Jogadores brasileiros em seleções do estrangeiro: a qual nação pertencem? |
|||
Doutor em Educação Física e Cultura. Professor Adjunto das Faculdades Integradas Maria Thereza e UNISUAM. Rio de Janeiro |
Prof. Dr. Carlos Henrique de Vasconcellos Ribeiro c.henriqueribeiro@ig.com.br (Brasil) |
|
|
|
|||
http://www.efdeportes.com/ Revista Digital - Buenos Aires - Año 10 - N° 85 - Junio de 2005 |
1 / 1
Introdução
O objetivo desse trabalho é discutir, a partir do discurso da mídia esportiva, as relações entre identidade, pertencimento e nação entre os jogadores brasileiros de futebol que jogam em outros países e que atualmente adquiriram outra nacionalidade1.

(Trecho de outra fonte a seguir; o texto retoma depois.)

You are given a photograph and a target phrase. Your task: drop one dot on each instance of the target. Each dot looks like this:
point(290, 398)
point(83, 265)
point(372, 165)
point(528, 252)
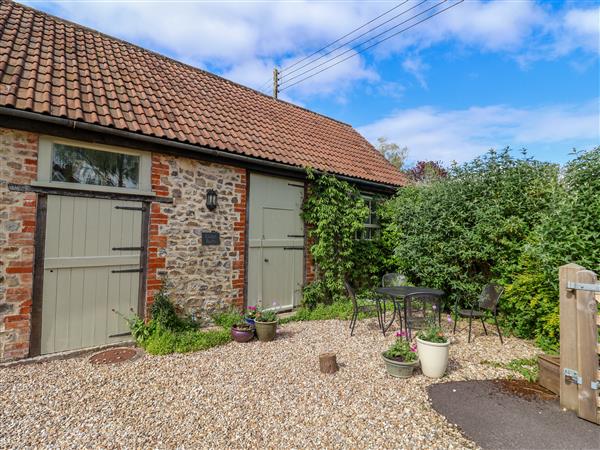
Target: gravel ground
point(268, 395)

Compreendemos que os jogadores de futebol brasileiros que estão jogando em outras seleções nacionais, os sentidos de identidade, pertencimento e nacionalidade são equacionados de forma diferente em suas vidas. De forma mais restrita para o mundo do futebol, não podemos mais afirmar que eles são considerados "brasileiros", já que segundo o regulamento interno da FIFA, jogadores que atuam em seleções nacionais, em qualquer categoria, são proibidos de vestirem outra camisa de outro país durante sua carreira esportiva2.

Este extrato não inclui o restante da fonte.